Artificial Neural Network based Cluster Head Selection in Wireless Sensor Network
Author(s) -
Siddhi Sharma,
Deepak Sethi,
Prasun Bhattacharya
Publication year - 2015
Publication title -
international journal of computer applications
Language(s) - English
Resource type - Journals
ISSN - 0975-8887
DOI - 10.5120/21058-3710
Subject(s) - computer science , network packet , wireless sensor network , computer network , base station , cluster (spacecraft) , network topology , artificial neural network , head (geology) , energy consumption , real time computing , artificial intelligence , geomorphology , geology , ecology , biology
The dispersed nature and vibrant topology of wireless sensor network have some basic requirements that include reduced energy utilization and extended network’s lifetime. In this paper, we have focused on hierarchical protocols. In such protocol the nodes are arranged in clusters. To synchronize action and route data, cluster head are selected one per cluster. We have introduced a new approach in wireless sensor network for selecting the cluster-head by making use of artificial neural network in order to increase network’s lifetime.

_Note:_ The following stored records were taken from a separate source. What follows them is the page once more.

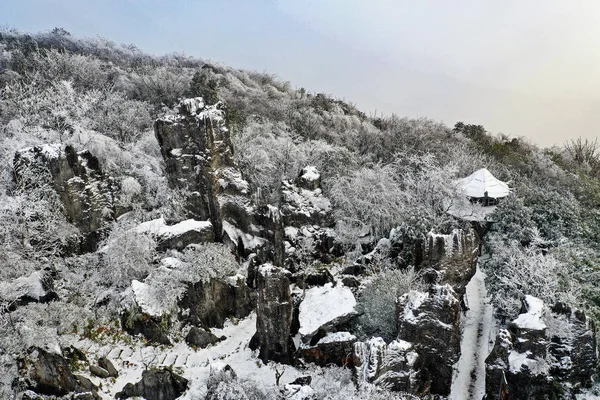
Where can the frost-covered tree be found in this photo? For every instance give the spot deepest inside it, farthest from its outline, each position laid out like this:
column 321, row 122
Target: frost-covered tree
column 378, row 301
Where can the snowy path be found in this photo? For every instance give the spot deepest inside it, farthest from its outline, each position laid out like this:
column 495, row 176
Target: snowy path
column 469, row 376
column 195, row 365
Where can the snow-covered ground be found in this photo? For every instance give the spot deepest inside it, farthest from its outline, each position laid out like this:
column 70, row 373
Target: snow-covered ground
column 469, row 375
column 194, row 365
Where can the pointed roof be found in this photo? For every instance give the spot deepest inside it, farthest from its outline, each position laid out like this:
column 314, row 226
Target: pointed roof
column 482, row 181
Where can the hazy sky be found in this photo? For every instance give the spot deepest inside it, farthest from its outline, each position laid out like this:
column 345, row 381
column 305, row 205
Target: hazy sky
column 525, row 68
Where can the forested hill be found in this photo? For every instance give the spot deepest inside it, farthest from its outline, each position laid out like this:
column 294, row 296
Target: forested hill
column 302, row 180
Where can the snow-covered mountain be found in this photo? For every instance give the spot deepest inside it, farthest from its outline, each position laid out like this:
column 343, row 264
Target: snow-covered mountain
column 173, row 228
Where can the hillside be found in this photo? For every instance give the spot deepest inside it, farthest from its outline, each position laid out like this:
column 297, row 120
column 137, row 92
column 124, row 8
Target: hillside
column 220, row 234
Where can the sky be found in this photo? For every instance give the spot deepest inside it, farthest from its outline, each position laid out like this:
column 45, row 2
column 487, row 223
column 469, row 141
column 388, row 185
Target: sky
column 523, row 68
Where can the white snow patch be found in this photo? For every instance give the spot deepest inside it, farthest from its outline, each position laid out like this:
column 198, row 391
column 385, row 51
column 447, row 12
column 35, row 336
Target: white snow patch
column 322, row 305
column 250, row 242
column 160, row 228
column 532, row 319
column 337, row 337
column 310, row 173
column 517, row 360
column 475, row 344
column 146, row 299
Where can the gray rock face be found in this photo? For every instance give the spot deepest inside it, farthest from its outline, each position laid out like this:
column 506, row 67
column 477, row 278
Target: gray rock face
column 335, row 348
column 47, row 373
column 274, row 311
column 390, row 366
column 105, row 363
column 38, row 287
column 545, row 353
column 200, row 338
column 452, row 256
column 177, row 236
column 420, row 361
column 210, row 304
column 198, row 154
column 85, row 191
column 136, row 322
column 156, row 385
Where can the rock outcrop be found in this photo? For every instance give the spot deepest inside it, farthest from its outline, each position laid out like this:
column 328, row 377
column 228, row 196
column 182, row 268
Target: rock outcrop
column 325, row 308
column 274, row 311
column 161, row 384
column 86, row 193
column 198, row 154
column 200, row 338
column 38, row 287
column 47, row 373
column 177, row 236
column 209, row 304
column 335, row 348
column 544, row 353
column 153, row 328
column 420, row 360
column 451, row 258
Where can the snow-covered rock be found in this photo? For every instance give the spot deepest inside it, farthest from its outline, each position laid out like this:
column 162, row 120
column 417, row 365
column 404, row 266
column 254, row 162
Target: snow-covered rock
column 391, row 366
column 198, row 154
column 86, row 193
column 178, row 236
column 335, row 348
column 274, row 312
column 544, row 353
column 38, row 287
column 324, row 307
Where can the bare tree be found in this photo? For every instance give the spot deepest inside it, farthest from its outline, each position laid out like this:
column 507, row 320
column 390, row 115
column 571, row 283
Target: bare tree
column 584, row 151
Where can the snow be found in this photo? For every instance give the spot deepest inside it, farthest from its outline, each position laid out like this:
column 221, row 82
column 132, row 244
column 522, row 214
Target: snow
column 532, row 319
column 29, row 285
column 160, row 228
column 415, row 299
column 517, row 360
column 195, row 364
column 481, row 182
column 310, row 173
column 250, row 242
column 325, row 304
column 468, row 381
column 145, row 298
column 193, row 105
column 337, row 337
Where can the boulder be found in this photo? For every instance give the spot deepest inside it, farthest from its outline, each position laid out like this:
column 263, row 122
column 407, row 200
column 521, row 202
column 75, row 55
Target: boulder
column 180, row 235
column 161, row 384
column 86, row 383
column 335, row 348
column 273, row 314
column 136, row 322
column 325, row 308
column 105, row 363
column 47, row 373
column 99, row 372
column 86, row 193
column 390, row 366
column 38, row 287
column 313, row 276
column 200, row 338
column 211, row 303
column 303, row 202
column 420, row 361
column 544, row 353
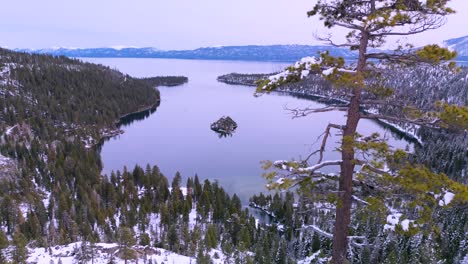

We have used residual energy as a factor to make cluster-head. Radial basis function network model is used for cluster-head selection problem. The simulation results provide network’s performance on the basis of some factors including number of dead nodes, total energy consumption, cluster head formation, number of nodes dying and the number of packets transferred to base station and cluster head. The performance of the proposed algorithm is compared with LEACH and LEACH-C based on energy efficiency and improved network lifetime.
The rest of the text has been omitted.